Note the use of set_logged and set_normalized to indicate that the "Area" is now logged and normalised. Also, LOESS-based normalisation generally requires normal distribution (so needs to be pre-logged).

Data now should be ready for de_analysis

The general convention is de_analysis(treatment - control) (treatment minus control), since you're usually interested in changes in the treated group compared to control. Subtracting the control accomplishes this.
The logFC is the (roughly) difference between group means (mean abundance in treatment - mean abundance in control). Since the data is in the log-space, it's called log-fold change.
Answered above. In general I trust the moderated t-test since they are proven to be more robust. Obviously, nothing supersedes validated results.
Answered above.

Hope this helps. Let me know if you have other questions. Otherwise feel free to close the issue.

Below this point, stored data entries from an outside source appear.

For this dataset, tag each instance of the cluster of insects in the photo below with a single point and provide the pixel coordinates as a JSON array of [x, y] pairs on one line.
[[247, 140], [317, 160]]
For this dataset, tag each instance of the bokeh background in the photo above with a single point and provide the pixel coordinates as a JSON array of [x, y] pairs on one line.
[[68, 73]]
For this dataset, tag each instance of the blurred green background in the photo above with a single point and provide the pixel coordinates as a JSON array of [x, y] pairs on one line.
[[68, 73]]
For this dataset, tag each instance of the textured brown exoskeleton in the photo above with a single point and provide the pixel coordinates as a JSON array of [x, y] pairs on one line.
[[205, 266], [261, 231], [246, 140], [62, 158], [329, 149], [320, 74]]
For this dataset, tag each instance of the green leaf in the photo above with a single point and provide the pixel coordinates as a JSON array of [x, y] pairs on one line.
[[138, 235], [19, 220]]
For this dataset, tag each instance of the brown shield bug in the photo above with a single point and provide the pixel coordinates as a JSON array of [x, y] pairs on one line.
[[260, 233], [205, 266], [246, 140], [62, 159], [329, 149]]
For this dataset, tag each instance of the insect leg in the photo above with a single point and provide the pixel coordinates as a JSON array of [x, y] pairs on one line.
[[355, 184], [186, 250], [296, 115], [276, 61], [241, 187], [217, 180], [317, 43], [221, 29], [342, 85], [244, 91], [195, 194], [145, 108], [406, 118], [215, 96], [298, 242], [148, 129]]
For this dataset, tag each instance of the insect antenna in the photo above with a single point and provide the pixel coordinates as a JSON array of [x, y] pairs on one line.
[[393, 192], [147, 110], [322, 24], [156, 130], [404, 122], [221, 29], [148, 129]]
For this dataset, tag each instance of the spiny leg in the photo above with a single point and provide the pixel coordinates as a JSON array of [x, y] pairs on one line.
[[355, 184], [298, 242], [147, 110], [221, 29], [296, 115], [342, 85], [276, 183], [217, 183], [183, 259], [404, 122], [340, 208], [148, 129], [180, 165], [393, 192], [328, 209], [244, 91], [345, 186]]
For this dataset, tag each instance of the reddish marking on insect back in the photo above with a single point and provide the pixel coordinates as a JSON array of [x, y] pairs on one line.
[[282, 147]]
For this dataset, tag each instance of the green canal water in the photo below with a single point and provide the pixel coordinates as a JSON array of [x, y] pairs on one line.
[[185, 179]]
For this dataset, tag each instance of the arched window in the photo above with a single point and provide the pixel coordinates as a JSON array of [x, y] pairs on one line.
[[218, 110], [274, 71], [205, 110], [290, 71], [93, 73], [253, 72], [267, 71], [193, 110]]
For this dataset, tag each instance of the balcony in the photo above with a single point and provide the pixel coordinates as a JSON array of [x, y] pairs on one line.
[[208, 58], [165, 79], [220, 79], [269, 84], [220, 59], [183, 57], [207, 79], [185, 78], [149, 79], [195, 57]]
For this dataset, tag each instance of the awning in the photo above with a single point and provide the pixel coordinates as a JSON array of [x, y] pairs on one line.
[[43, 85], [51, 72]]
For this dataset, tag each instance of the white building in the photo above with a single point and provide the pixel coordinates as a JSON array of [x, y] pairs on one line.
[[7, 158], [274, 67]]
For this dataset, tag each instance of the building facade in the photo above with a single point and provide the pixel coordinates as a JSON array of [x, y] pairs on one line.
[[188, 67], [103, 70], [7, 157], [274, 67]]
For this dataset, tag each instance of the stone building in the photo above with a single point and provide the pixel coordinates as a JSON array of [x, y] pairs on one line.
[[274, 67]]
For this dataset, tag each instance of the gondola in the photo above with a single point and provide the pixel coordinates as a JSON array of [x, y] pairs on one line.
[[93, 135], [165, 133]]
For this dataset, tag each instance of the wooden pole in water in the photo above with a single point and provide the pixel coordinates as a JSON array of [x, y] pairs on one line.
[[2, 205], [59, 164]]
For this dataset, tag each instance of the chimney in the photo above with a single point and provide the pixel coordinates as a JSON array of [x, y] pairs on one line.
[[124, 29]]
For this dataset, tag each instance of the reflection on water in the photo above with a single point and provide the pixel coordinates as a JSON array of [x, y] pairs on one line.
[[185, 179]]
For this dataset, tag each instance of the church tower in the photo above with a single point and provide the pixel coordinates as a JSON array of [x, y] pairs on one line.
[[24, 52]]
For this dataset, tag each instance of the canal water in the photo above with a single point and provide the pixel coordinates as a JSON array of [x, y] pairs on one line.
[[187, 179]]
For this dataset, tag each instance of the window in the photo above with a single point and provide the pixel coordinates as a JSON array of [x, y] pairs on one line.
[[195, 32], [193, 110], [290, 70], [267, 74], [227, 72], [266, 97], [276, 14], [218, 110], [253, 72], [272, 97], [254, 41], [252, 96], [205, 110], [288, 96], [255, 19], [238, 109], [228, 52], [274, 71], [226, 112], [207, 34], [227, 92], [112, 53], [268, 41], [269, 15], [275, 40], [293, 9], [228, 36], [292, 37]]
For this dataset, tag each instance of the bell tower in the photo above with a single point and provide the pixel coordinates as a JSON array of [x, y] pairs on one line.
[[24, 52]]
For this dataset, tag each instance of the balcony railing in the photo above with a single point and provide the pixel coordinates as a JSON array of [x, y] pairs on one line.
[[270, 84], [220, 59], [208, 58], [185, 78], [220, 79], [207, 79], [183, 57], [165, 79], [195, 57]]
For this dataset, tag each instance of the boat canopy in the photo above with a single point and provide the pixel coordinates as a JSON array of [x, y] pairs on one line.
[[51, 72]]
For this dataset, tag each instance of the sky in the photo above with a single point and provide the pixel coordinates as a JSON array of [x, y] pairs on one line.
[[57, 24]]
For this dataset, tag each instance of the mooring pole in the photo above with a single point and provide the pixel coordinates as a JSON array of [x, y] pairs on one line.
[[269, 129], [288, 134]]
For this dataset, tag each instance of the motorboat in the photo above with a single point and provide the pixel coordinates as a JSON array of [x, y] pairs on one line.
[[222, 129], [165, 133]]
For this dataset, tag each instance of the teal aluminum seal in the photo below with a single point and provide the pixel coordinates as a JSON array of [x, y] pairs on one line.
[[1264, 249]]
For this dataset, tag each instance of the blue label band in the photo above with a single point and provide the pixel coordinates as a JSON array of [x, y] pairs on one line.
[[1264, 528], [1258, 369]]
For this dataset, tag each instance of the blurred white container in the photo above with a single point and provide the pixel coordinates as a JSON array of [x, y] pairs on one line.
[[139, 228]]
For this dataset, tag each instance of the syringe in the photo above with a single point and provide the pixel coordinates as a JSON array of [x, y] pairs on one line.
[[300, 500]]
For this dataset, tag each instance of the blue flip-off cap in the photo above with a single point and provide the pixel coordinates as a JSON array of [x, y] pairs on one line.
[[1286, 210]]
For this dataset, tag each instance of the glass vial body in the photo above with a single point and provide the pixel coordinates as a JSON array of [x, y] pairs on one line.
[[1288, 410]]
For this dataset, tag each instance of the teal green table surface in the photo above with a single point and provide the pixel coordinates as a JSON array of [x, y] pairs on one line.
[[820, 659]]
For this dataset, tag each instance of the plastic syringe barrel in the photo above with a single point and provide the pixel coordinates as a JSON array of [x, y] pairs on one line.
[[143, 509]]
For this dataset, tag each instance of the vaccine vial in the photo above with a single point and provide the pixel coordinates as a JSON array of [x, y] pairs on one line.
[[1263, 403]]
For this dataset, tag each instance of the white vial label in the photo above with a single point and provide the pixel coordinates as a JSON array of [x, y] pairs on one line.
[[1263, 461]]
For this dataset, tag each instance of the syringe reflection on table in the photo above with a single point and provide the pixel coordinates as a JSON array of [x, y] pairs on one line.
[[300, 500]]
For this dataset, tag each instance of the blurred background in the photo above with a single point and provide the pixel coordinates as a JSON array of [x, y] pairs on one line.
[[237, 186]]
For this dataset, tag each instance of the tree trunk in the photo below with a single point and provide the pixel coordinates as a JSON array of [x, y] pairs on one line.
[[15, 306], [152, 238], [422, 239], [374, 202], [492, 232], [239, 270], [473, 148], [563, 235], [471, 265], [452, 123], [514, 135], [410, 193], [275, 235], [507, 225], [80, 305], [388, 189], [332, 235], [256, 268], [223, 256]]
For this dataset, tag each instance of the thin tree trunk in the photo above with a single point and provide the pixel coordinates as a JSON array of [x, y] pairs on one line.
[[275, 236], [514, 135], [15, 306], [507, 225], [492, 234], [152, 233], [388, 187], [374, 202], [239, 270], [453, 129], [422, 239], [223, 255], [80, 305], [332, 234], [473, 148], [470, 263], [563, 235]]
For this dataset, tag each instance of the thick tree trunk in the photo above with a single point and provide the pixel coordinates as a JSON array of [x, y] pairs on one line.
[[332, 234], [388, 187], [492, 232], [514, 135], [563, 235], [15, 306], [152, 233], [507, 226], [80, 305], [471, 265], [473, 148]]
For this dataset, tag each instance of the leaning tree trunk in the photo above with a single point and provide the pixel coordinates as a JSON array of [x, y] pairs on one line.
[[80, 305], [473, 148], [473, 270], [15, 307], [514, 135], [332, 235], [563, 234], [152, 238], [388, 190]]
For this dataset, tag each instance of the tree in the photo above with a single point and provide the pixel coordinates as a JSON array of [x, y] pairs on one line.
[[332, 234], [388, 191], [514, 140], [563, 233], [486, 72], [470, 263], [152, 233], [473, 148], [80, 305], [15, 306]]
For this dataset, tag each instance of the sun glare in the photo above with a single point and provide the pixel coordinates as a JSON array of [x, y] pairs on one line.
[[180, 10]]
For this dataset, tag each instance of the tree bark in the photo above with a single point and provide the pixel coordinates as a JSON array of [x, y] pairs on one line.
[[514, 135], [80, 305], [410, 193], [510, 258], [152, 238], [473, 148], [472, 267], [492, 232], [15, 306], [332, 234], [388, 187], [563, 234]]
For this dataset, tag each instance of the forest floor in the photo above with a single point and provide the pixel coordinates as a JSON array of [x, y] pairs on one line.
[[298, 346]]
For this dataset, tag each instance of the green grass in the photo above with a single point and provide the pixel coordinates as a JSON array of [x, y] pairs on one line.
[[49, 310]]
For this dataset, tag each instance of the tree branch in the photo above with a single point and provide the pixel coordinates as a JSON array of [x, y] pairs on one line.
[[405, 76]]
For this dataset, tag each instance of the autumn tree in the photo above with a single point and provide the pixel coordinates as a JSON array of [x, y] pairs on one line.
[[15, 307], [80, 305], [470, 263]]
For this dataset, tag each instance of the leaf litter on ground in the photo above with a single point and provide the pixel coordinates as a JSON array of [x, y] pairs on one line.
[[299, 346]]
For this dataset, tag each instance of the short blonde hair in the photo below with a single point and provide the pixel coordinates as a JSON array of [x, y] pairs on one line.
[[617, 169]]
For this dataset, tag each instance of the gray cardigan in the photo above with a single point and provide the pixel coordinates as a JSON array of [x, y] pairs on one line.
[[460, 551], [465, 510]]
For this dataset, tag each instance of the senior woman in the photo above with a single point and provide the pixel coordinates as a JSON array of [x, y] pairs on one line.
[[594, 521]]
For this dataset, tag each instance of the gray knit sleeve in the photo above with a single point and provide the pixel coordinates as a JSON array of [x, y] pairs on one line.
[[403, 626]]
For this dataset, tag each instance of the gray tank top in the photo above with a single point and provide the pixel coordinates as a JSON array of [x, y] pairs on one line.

semer94 · Answer 2 · Fri May 12 2023 21:21:33 GMT+0800 (China Standard Time)

Thank you for your immediate response. Another question that occured is why log2 transform and not log transform? I mean since the results are logFC and not log2FC. So if I want to calculate fold change , is this done by exp(logFC) ? Finally , a question regarding lipid names, how should SM 16:1;O2/24:1 and SM 18:2;O2/22:0 be renamed in order to be parsed by lipidr ?